The regional pattern of the recent growth in world trade also deviates markedly from past experience.

Imports into North America, including intra-north American trade, accounted for almost two-thirds of the increase in dollar value of world trade.

The share of west European imports in the increase dropped sharply from the 40 to 50 percent recorded in the previous recoveries to less than 13 percent in 1984.

At the same time, west European exports, traditionally the largest gainer, just edged out Japan for second place, behind North America, in 1984.

Unlike in the past two trade recoveries, Japan participated more strongly, on the import and especially exports side.

From recovery to recovery, there is a sizeable increase in the importance of the Third World, other than OPEC members, in the growth of world exports and imports.

Increased exports by OPEC members, unlike in earlier recoveries, added only marginally to the 1984 growth in world exports, while on import sides their values actually declined in 1984.

Trade within Western Europe contributed only seven percent to the increase in world trade, in contrast to a quarter in earlier recoveries.

Trade within the third world remained "a minor source" of the 1984 increase in world trade.

But over l979-1984, intra-Third World trade contributed a much larger share of the increase than in 1984 alone - 13.9 percent versus 3.3 percent.

The belief that recovery in world output and trade would arrest rise in protectionist pressures, and enable protection to be brought down, has thus far been disappointed, GATT notes.

While a number of factors have contributed to this, the most visible one is the "lopsided nature of the economic expansion" - impressive growth in output and employment in the U.S., weak growth and increased unemployment in western Europe, and an even greater disparity in economic performance in the third world.

Even within the U.S., not all sectors of the economy have shared equally in the growth.

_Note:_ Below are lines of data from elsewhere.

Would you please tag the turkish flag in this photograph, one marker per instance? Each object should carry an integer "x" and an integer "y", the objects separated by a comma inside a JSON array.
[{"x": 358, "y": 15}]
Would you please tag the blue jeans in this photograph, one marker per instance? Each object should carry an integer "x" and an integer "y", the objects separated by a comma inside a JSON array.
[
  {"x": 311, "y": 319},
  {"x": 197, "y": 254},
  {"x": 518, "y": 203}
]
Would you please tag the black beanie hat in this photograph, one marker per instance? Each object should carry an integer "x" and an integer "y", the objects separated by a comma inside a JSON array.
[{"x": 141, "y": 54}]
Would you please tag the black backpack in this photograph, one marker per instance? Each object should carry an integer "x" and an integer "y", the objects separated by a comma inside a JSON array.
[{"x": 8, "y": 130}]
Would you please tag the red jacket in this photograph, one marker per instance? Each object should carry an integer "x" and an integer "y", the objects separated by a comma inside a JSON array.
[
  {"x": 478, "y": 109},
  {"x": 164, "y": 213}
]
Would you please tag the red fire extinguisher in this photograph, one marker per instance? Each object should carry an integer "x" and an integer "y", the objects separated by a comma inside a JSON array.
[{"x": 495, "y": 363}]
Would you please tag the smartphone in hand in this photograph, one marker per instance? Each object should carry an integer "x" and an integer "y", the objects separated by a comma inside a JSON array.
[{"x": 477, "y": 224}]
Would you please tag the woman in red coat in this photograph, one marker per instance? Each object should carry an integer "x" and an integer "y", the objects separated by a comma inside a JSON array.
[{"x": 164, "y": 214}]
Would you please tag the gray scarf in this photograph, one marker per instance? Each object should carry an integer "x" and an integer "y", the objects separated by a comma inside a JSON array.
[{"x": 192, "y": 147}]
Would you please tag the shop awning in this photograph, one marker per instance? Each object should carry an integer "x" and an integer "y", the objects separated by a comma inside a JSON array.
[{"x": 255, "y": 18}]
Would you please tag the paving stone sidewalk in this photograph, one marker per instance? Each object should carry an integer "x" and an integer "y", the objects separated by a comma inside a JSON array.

While the high value of the dollar could have played a role in the U.S., there was also "a decline of a more fundamental nature in the international competitiveness of the basic industries"-

Questioning the view in the U.S., that increased import restrictions would reduce the current account deficit and expand employment, GATT blames the U.S. current account deficit on shortfall in domestic savings relative to investments.

The current U.S. situation, GATT says, differs from that of a typical country with a balance of payments problem, in which the current account deficit is aggravated by private capital outflows.

In this situation, the principal option open to the U.S. government to reduce current account deficits is reduction of federal budget deficit, and thus government's demand for borrowed capital.

Increased import restrictions would only have a short-term impact, and would be ineffective to deal with the serious current account deficit problems.

An import surcharge, now advocated in the U.S., would be "very poor policy" even as a fiscal measure, and being a temporary one, would merely postpone the need to take more permanent steps, GATT argues.

Whether through a surcharge or through quantitative import restrictions, it would only reduce economic efficiency and growth at home and abroad, stimulate inflation, and penalise exporters by increasing their production costs.

"The recovery of world trade in 1984, brisk as it was, is no reason for complacency", GATT warns.

"Tensions over trade issues are at least as strong as during the recession years. Even more so than in the past, substantial progress in improving trade policies will require joint efforts, with each country's resolve being strengthened by the knowledge that it is a cooperative effort".